On Tue, Nov 19, 2013 at 5:13 AM, Heikki Linnakangas
<hlinnakan...@vmware.com> wrote:
> Ok. Which use case are you targeting during this initial effort, batch
> updates or small OLTP transactions?

OLTP transactions are probably my primary concern. I just realized
that I wasn't actually very clear on that point in my most recent
e-mail -- my apologies. What we really need for batching, and what we
should work towards in the medium term is MERGE, where a single table
scan does everything.

However, I also care about facilitating conflict resolution in
multi-master replication systems, so I think we definitely ought to
consider that carefully if at all possible. Incidentally, Andres said
a few weeks back that he thinks that what I've proposed ought to be
only exposed to C code, owing to the fact that it necessitates the
visibility trick (actually, I think UPSERT does generally, but what
I've done has, I suppose, necessitated making it more explicit/general
- i.e. modifications are added to HeapTupleSatisfiesMVCC()). I don't
understand what difference it makes to only exposed it at the C level
- what I've proposed in this area is either correct or incorrect
(Andres mentioned the Halloween problem). Furthermore, I presume that
it's broadly useful to have Bucardo-style custom conflict resolution
policies, without people having to get their hands dirty with C, and I
think having this at the SQL level helps there. Plus, as I've said
many times, the flexibility this syntax offers is likely to be broadly
useful for ordinary SQL clients - this is almost as good as SQL MERGE
for many cases.

>> Seems like an awful lot of additional mechanism.
> Not really. Once you have the code in place to do the kill-inserted-tuple
> dance on a conflict, all you need is to do an extra index search before it.
> And once you have that, it's not hard to add some kind of a heuristic to
> either do the pre-check or skip it.


> I probably shouldn't have mentioned markpos/restrpos, you're right that it's
> not a good idea to conflate that with index insertion. Nevertheless, some
> kind of an API for doing a duplicate-key check prior to insertion, and
> remembering the location for the actual insert later, seems sensible. It's
> certainly no more of a modularity violation than the value-locking scheme
> you're proposing.

I'm not so sure - in principle, any locking implementation can be used
by any conceivable amcanunique indexing method. The core system knows
that it isn't okay to sit on them all day long, but that doesn't seem
very onerous.

>> I'm certainly not opposed to making something like this work for
>> exclusion constraints. Certainly, I want this to be as general as
>> possible. But I don't think that it needs to be a blocker, and I don't
>> think we gain anything in code footprint by addressing that by being
>> as general as possible in our approach to the basic concurrency issue.
>> After all, we're going to have to repeat the basic pattern in multiple
>> modules.
> Well, I don't know what to say. I *do* have a hunch that we'd gain much in
> code footprint by making this general. I don't understand what pattern you'd
> need to repeat in multiple modules.

Now that I see this rough patch, I better appreciate what you mean. I
withdraw this objection.

> Here's a patch, implementing a rough version of the scheme I'm trying to
> explain. It's not as polished as yours, but it ought to be enough to
> evaluate the code footprint and performance. It doesn't make any changes to
> the indexam API, and it works the same with exclusion constraints and unique
> constraints. As it stands, it doesn't leave bloat behind, except when a
> concurrent insertion with a conflicting key happens between the first
> "pre-check" and the actual insertion. That should be rare in practice.
> What have you been using to performance test this?
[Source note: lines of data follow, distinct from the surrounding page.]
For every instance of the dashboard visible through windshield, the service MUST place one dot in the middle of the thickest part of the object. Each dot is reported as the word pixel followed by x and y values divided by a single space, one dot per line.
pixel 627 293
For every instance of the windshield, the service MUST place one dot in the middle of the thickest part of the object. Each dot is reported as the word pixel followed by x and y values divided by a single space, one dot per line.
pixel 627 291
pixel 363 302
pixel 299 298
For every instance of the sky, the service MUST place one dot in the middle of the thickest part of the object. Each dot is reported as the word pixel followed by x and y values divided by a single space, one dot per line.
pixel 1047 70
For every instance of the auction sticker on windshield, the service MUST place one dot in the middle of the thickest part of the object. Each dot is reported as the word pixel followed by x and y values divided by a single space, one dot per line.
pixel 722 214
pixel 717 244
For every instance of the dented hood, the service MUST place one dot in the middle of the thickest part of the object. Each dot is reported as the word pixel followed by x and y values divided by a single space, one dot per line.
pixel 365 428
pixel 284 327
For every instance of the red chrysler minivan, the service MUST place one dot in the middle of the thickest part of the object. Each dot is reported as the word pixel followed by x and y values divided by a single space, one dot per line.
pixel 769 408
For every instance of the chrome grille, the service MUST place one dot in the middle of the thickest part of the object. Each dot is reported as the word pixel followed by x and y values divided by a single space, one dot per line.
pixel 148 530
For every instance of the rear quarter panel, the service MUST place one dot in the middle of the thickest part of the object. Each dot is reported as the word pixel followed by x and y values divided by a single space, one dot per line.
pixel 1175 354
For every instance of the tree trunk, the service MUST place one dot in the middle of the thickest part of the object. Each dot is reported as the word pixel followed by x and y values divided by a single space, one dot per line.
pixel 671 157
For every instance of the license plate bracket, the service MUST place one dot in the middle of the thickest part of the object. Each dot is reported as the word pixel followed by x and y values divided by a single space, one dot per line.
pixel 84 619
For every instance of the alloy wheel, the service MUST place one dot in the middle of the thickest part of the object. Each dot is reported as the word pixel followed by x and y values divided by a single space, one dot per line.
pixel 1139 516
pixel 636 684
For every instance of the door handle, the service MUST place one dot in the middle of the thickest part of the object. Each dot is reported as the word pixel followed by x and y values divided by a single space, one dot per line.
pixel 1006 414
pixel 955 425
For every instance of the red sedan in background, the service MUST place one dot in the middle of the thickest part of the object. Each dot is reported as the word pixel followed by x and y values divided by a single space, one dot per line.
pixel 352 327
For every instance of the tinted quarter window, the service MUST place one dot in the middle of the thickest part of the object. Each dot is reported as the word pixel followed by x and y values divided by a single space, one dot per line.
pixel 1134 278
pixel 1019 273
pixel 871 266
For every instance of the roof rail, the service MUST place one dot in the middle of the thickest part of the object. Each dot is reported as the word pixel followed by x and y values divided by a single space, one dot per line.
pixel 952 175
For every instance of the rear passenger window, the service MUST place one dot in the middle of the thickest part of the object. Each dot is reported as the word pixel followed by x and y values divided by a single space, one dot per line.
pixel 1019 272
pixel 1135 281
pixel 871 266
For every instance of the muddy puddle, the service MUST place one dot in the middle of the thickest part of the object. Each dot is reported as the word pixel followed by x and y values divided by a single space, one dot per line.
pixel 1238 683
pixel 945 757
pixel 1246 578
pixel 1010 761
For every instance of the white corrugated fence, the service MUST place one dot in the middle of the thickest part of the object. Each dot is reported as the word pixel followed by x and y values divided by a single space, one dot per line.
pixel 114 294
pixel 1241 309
I was just testing my patch against a custom pgbench workload,
involving running upserts against a table from a fixed range of PK
values. It's proven kind of difficult to benchmark this in the way
that pgbench has proved useful for in the past. Pretty soon the
table's PK range is "saturated", so they're all updates, but on the
other hand how do you balance the INSERT or UPDATE case?
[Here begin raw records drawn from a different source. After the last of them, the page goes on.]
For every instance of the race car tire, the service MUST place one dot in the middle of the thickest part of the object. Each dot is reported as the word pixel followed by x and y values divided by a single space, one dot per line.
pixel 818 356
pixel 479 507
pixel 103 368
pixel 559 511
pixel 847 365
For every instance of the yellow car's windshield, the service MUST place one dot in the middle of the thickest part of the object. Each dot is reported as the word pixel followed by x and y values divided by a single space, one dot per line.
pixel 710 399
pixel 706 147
Multiple unique indexes are the interesting case for comparing both
approaches. I didn't really worry about performance so much as
correctness, and for multiple unique constraints your approach clearly
falls down, as explained below.

>> Is it even useful to lock multiple rows if we can't really
>> update them, because they'll overlap each other when all updated with
>> the one value?
> Hmm. I think what you're referring to is the case where you try to insert a
> row so that it violates an exclusion constraint, and in a way that it
> conflicts with a large number of existing tuples. For example, if you have a
> calendar application with a constraint that two reservations must not
> overlap, and you try to insert a new reservation that covers, say, a whole
> decade.


> That's not a problem for ON DUPLICATE KEY IGNORE, as you just ignore the
> conflict and move on. For ON DUPLICATE KEY LOCK FOR UPDATE, I guess we would
> need to handle a large TID array. Or maybe we can arrange it so that the
> tuples are locked as we scan them, without having to collect them all in a
> large array.
> (the attached patch only locks the first existing tuple that conflicts; that
> needs to be fixed)

I'm having a hard time seeing how ON DUPLICATE KEY LOCK FOR UPDATE is
of very much use to exclusion constraints at all. Perhaps I lack
imagination here. However, ON DUPLICATE KEY IGNORE certainly *is*
useful with exclusion constraints, and I'm not dismissive of that.

I think we ought to at least be realistic about the concerns that
inform your approach here. I don't think that making this work for
exclusion constraints is all that compelling; I'll take it, I guess
(not that there is obviously a dichotomy between doing btree locking
and doing ECs too), but I doubt people put "overlaps" operators in the
predicates of DML very often *at all*, and doubt even more that there
is actual demand for upserting there. I think that the reason that you
prefer this design is almost entirely down to possible hazards with
btree locking around what I've done (or, indeed anything that
approximates what I've done); maybe that's so obvious that you didn't
even occur to you to mention it, but I think it should be
acknowledged. I don't think that using index locking of *some* form is
unreasonable. Certainly, I think that from reading the literature
(e.g. [1]) one can find evidence that btree page index locking as part
of value locking seems like a common technique in many popular RDBMSs,
and presumably forms an important part of their SQL MERGE
implementations. As it says in that paper:

Thus, non-leaf pages do not require locks and are protected by latches
only. The remainder of this paper focuses on locks.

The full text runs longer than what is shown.